In the example shown in Figure 1.7, the Gene Prediction track displays an exon-intron junction (See asterix - intron is to the left, exon to the right). Moreover, the amino acid sequence is displayed on top of the exon schematic and positioned directly below each 3 bp codon. For example, “D” (aspartic acid) is coded by the G-A-C codon. Now you try it. Zoom into any exon-intron junction. If you do not see the amino acid sequence displayed on top of the exon schematic, right click on the gray rectangle corresponding to the Gene Prediction track then choose, “Configure RefSeq Curated”. Then change “Color track by codons:” from “OFF” to “genomic codons”. Take note, this trick may be useful in the future.

The drag-select tool was used to zoom in close to a small portion of an exon intron junction of BBS1. As you can see the first 4 nucleotides of the exon shown are G-A-C-C.
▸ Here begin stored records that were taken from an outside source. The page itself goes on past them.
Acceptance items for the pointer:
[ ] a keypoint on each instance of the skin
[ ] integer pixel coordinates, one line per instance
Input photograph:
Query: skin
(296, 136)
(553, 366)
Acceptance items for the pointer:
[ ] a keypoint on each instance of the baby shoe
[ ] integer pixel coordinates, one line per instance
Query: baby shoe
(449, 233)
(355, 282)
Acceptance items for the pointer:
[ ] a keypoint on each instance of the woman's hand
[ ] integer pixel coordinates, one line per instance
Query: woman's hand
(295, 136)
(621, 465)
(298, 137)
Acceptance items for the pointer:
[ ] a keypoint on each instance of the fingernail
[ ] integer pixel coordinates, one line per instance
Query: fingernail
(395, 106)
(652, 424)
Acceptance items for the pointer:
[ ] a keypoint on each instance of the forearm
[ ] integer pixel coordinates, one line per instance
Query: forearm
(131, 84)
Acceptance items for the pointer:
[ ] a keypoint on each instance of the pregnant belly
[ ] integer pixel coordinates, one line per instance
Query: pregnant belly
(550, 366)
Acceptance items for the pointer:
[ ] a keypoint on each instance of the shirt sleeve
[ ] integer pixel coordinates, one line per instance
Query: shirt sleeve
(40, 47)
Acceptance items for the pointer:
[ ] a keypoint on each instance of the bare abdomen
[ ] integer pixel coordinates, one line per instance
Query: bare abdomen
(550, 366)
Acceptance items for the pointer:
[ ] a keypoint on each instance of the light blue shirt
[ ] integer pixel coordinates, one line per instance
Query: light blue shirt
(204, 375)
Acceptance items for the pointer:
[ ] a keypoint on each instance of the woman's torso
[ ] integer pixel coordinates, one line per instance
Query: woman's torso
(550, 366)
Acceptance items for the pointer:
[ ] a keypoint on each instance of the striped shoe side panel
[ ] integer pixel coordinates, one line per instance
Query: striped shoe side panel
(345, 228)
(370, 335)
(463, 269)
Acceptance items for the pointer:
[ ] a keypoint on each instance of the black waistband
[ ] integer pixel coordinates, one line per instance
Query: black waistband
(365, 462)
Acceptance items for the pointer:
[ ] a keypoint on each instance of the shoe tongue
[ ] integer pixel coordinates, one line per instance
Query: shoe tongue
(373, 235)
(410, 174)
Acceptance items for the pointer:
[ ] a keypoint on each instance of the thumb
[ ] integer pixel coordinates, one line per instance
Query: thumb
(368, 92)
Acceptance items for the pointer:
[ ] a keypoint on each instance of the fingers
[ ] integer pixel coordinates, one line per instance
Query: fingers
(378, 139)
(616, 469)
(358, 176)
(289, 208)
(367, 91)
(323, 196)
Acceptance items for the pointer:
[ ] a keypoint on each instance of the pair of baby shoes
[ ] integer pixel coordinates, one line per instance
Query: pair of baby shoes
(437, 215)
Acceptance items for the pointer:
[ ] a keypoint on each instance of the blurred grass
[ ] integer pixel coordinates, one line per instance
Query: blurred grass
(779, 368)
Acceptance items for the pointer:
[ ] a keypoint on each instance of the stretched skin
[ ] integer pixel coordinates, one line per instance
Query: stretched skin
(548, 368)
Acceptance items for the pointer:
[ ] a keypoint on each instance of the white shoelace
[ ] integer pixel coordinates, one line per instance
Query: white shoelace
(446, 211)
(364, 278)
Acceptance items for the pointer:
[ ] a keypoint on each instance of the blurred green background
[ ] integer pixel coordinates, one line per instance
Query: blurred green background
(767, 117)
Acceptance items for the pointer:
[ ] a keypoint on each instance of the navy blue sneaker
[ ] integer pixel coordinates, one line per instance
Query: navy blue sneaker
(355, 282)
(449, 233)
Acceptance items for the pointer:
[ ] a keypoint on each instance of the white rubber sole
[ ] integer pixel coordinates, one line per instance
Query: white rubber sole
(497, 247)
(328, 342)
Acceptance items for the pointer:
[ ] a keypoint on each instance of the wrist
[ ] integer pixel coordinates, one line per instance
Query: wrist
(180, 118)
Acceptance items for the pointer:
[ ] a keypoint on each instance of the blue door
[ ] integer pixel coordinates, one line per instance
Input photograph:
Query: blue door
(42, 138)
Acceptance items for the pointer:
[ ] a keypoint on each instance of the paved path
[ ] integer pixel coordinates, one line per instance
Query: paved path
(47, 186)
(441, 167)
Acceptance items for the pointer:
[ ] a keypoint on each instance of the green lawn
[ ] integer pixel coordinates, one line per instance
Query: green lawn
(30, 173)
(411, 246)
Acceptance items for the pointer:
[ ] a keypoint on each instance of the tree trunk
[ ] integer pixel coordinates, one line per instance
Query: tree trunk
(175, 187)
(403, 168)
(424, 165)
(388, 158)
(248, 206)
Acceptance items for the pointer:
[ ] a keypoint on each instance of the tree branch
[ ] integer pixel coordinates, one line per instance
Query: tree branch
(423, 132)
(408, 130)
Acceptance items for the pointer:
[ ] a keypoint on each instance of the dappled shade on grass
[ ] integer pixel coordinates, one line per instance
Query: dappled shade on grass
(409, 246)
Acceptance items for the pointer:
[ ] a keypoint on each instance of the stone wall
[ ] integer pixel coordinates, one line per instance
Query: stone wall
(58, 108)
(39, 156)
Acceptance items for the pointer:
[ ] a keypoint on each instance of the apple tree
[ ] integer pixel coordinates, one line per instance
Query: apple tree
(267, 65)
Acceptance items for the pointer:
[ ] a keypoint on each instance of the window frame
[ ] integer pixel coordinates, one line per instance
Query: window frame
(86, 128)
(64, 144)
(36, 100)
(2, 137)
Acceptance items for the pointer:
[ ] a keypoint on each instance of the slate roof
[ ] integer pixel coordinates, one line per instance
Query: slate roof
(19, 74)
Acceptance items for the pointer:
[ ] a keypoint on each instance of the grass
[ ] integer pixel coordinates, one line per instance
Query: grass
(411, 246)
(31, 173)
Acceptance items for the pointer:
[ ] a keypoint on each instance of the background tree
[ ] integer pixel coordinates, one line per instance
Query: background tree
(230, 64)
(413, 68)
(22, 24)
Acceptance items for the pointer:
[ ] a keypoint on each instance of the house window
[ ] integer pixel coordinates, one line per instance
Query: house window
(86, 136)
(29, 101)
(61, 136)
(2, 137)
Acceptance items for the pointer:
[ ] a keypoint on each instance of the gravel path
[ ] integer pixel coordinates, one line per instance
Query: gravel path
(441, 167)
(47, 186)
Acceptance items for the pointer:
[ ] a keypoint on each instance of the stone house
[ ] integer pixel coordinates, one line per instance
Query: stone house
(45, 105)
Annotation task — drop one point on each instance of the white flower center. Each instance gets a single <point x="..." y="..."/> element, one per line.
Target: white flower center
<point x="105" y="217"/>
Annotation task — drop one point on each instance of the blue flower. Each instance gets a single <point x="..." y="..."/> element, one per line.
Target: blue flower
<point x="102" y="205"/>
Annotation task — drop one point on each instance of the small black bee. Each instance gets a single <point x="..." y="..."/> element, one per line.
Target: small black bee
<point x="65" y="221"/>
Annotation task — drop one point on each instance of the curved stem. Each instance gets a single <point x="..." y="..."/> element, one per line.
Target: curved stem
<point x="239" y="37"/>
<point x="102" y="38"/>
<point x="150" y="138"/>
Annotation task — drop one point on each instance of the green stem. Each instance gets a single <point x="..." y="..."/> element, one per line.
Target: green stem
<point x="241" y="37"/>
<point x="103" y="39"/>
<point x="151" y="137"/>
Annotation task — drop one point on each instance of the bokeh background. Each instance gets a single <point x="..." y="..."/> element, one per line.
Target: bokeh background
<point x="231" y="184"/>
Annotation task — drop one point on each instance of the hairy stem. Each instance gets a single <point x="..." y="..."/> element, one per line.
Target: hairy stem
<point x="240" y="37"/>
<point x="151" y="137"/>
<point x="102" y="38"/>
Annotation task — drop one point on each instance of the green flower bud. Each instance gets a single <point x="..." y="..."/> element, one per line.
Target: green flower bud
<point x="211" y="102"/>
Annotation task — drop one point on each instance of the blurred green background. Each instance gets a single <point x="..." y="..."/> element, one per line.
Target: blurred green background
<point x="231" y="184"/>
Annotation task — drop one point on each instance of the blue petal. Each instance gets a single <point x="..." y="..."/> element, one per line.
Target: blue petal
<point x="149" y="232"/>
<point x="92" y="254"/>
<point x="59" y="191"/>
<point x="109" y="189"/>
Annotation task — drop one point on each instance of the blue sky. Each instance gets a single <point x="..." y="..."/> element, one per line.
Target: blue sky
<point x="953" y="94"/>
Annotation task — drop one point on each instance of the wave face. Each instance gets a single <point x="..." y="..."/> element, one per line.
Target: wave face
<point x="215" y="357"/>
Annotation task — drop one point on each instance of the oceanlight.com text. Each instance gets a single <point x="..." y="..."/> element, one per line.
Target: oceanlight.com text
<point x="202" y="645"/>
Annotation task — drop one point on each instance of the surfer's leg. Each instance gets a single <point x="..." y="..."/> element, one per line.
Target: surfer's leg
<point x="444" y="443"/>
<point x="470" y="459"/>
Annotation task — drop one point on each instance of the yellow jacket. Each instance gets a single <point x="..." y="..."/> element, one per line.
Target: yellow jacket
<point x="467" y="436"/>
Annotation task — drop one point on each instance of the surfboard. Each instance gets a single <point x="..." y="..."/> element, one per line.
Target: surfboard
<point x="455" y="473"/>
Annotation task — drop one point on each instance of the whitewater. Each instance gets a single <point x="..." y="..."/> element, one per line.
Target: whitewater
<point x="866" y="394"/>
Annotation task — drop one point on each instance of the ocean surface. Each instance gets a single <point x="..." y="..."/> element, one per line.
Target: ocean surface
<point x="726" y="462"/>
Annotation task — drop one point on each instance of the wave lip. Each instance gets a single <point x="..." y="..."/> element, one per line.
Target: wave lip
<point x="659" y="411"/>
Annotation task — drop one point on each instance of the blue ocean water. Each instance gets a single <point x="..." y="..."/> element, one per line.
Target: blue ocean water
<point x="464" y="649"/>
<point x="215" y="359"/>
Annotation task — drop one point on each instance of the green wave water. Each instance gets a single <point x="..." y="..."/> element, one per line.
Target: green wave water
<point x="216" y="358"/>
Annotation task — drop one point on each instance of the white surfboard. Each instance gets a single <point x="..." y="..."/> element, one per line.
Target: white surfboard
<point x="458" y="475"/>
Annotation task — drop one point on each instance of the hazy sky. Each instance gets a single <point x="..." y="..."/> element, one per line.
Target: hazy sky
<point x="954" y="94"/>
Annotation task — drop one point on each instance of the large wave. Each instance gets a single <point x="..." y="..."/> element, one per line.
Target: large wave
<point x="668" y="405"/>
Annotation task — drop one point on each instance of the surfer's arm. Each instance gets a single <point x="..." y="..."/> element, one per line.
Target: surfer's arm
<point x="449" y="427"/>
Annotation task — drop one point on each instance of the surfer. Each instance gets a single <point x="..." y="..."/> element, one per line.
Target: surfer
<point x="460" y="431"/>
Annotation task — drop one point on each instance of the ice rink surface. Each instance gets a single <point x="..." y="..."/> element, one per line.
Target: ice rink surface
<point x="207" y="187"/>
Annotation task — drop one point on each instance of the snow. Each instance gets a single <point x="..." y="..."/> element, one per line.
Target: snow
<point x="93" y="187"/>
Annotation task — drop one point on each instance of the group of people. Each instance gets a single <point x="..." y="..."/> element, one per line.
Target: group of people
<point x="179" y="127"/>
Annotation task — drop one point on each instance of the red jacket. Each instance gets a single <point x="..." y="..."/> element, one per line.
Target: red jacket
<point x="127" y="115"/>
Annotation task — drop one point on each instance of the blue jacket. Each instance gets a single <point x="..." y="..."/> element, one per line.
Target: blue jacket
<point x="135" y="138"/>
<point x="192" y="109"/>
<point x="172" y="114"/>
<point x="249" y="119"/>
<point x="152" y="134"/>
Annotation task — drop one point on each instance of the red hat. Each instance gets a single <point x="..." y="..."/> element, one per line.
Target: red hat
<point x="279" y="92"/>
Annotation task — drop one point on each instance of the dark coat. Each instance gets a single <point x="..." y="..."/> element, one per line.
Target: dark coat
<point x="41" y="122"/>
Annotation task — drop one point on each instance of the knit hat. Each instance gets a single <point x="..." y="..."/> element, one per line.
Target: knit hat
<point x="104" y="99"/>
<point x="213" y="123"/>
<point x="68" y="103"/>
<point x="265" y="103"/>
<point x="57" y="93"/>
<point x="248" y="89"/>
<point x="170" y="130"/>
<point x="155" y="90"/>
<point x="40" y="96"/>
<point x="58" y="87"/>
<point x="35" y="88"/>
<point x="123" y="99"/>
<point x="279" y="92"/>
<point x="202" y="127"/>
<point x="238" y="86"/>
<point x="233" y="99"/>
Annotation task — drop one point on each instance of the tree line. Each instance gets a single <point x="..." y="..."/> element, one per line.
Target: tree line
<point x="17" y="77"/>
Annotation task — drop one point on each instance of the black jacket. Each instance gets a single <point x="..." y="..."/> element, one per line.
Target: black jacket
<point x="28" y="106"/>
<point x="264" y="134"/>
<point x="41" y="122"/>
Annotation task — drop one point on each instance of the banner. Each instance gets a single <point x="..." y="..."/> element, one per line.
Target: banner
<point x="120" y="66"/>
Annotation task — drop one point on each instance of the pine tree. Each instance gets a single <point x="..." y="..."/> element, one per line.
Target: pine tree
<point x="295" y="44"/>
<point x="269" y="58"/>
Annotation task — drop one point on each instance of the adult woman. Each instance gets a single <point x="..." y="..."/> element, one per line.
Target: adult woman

Figure 1.7: The drag-select tool was used to zoom in close to a small portion of an exon intron junction of BBS1. As you can see the first 4 nucleotides of the exon shown are G-A-C-C.

1.4.1 Test Your Understanding

What year was the most recent Human Genome Assembly uploaded to the UCSC genome browser?
Go to the UCSC Genome Browser home page. Hover your mouse over the “Genome Browser” link in the toolbar at the top of the page. Choose “Reset all User Settings” in the pop up menu. Choose the Feb. 2009 Human Genome Assembly and click “Go”. How many evidence tracks are displayed in the Browser window?
Where is BBS1 located on chromosome 11, the long arm or the short arm?
Search for the gene, SOD1. Which chromosome is it on?
Where is SOD1 located? On the long arm or short arm of the chromosome?
Search for the gene, ACVR1. Which chromosome is it on?
Where is ACVR1 located? On the long arm or short arm of the chromosome?
Fill in the blank. Have you noticed a trend? The short arm of each chromosome is always positioned on the _______?
First, use my session link to jump to BBS1. Then use the Drag and Select tool to zoom into the beginning of exon 2 of BBS1. Continue to zoom in until you are close enough to see the genome sequence. What are the first four nucleotides?